Hashes don't currently know their own lengths, so I don't see why they'd need to.

matt_kantor 3393 days ago

Putting this kind of metadata inline with your hashes is the entire point of multihash:

> Multihash is a protocol for differentiating outputs from various well-established hash functions, addressing size + encoding considerations. It is useful to write applications that future-proof their use of hashes, and allow multiple hash functions to coexist.[0]

[0]: http://multiformats.io/multihash/

Kubuxu 3395 days ago

In case of multihash length field allows for two things, 1. truncation; 2. you don't have to know the hashing function to transparently pass it through buffers and/or compare.

ctz 3395 days ago

Danger: truncation shouldn't be done by just chopping off the end of a hash; they should be different hash functions with entirely different images.

Compare, for instance, multihash's treatment of SHA512 truncated to 256-bits, and the standardised hash function SHA512/256. The paper which introduced SHA512/256 even gives a generic way to safely truncate SHA512: https://eprint.iacr.org/2010/548.pdf section 5.

Multihash's design begs implementations to validate these things by allowing the sender to arbitrarily truncate them. That's bad.

_prometheus 3395 days ago

Yeah this is a good point, which we discussed somewhere (not finding the issue atm). The resolution was to treat those as different hash function codes, because the normal usage of truncating hashes by chopping off bits is extremely common. We had direct use cases from past experience trying to help old systems that did things like take a sha2-512, trunc to 256bits and use instead of sha2-256 (for the speedup on some archs).

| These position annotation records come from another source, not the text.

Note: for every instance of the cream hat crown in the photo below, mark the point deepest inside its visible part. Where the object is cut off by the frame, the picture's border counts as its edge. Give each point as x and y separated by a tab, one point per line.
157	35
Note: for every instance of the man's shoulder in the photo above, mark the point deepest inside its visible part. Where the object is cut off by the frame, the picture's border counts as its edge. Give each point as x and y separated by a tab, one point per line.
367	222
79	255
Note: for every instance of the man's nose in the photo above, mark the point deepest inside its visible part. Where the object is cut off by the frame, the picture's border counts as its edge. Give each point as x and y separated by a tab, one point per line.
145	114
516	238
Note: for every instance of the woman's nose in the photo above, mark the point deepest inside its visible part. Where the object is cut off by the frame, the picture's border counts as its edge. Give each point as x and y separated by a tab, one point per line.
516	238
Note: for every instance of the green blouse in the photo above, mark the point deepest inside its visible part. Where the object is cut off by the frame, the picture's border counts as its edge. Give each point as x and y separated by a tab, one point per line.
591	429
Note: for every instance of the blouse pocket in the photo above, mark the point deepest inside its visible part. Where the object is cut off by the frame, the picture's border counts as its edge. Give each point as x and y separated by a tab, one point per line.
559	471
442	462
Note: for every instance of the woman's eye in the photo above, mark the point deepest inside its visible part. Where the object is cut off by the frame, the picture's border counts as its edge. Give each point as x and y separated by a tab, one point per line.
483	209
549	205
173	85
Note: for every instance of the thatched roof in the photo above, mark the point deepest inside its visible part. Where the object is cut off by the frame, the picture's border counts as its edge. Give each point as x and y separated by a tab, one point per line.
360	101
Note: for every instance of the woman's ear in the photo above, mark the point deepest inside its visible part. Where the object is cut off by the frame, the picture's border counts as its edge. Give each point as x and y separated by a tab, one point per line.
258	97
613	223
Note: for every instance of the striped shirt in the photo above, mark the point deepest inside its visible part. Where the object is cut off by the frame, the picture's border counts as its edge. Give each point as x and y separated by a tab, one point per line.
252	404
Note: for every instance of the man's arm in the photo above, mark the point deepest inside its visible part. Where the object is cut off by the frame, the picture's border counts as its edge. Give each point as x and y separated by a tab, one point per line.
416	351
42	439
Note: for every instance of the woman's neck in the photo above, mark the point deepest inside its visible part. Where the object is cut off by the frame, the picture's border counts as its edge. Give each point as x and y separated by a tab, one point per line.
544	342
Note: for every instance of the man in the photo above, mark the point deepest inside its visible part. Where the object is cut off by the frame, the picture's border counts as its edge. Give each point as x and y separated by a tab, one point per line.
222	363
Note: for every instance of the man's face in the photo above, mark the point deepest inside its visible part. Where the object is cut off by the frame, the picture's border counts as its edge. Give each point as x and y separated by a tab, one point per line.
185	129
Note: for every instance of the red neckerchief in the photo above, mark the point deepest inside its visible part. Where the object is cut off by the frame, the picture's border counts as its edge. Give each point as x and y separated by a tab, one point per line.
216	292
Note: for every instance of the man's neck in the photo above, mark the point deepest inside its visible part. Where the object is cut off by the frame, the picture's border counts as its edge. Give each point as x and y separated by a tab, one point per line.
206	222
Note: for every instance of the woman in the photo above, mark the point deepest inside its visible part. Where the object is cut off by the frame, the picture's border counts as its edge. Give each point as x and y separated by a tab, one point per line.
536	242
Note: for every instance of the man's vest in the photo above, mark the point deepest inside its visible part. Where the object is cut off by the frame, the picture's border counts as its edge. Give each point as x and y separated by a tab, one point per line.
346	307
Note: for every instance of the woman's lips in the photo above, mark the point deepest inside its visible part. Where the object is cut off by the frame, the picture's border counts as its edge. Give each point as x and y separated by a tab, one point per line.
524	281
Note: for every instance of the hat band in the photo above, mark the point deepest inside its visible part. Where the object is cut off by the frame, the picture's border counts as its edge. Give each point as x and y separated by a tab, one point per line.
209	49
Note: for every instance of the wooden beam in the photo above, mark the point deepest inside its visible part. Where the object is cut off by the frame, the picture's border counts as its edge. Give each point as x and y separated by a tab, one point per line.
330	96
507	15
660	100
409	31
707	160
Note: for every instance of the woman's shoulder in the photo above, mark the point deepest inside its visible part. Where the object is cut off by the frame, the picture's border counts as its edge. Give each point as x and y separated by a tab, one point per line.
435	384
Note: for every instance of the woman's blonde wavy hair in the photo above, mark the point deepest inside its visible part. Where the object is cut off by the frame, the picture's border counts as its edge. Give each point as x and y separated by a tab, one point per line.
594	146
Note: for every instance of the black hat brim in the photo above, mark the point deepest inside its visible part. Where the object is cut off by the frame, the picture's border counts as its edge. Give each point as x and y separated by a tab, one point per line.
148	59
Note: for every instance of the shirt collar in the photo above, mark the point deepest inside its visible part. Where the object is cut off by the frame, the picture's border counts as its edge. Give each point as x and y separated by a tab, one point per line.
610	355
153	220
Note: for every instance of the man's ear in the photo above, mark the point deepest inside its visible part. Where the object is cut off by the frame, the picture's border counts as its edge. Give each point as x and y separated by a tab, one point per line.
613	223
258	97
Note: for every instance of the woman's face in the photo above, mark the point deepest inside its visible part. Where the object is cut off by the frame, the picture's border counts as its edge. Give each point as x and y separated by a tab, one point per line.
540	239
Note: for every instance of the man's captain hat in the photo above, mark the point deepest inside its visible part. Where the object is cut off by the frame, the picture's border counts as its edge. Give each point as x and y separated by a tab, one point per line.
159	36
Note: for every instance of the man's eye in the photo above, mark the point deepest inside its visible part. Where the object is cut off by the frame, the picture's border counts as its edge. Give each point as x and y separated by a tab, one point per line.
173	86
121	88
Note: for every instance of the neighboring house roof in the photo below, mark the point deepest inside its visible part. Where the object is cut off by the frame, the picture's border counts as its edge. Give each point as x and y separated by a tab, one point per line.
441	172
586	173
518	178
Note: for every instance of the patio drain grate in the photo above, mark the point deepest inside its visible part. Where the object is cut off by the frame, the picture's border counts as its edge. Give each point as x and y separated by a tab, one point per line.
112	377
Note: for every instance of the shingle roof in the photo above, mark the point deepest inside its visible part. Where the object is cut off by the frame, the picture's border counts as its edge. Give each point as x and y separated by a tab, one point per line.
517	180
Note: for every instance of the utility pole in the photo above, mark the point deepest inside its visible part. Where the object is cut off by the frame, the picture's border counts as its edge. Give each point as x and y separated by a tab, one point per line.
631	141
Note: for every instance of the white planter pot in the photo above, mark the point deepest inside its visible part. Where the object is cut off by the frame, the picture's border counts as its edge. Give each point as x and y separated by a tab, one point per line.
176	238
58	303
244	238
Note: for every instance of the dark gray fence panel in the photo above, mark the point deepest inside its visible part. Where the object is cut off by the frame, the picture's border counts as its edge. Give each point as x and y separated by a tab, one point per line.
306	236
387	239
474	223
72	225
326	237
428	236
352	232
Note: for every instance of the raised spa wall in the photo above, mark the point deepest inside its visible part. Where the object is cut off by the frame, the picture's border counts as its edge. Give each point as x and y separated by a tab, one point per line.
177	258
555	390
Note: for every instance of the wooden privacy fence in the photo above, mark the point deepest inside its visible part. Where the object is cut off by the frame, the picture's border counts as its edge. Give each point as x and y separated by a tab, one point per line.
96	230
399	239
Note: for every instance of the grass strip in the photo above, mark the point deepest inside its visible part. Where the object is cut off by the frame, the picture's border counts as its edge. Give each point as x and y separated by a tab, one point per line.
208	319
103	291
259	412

So we saw the need for _literally_ a different size of the exact same function.

When the functions encourage it, we support the addition of the specific different constructions (if named): https://github.com/multiformats/multihash/blob/master/hashta... -- we did a silly thing with Blake2 where we imported all the valid numbers. (this is suboptimal in table space, but super explicit).

Are there other functions you think we should add for the sha2-256/512 set?

> Multihash's design begs implementations to validate these things by allowing the sender to arbitrarily truncate them

If the sender is manipulating the hash you get (i.e. changing the length prefix counts), you're already in huge trouble. They could change the code and the value too. The threat model here is that the hash you have cannot be altered by the attacker. If the attacker manages to truncate a stream to get you to think it's a shorter hash, the attack fails as you have the length to tell you what you should be expecting. (again, the crux here is that if the attacker can change the length bits they can probably also change the function and own you anyway)

Also-- as noted in https://github.com/multiformats/multihash/issues/70 -- we should make implementations allow clients to lock the hash function and length combinations they want to use, so that attackers cannot manipulate those parameters.

mtdewcmu 3395 days ago

You could be a little bit opinionated and limit the choice of formats to a small set of ones that are a good idea. That would encourage good design and it would allow you to shrink the metadata. Perhaps one byte would suffice. It's not necessary to support every algorithm/length under the sun.

mtdewcmu 3395 days ago

I'm thinking that it might be useful to include a magic number, so that you can distinguish a Multihash from a plain hash.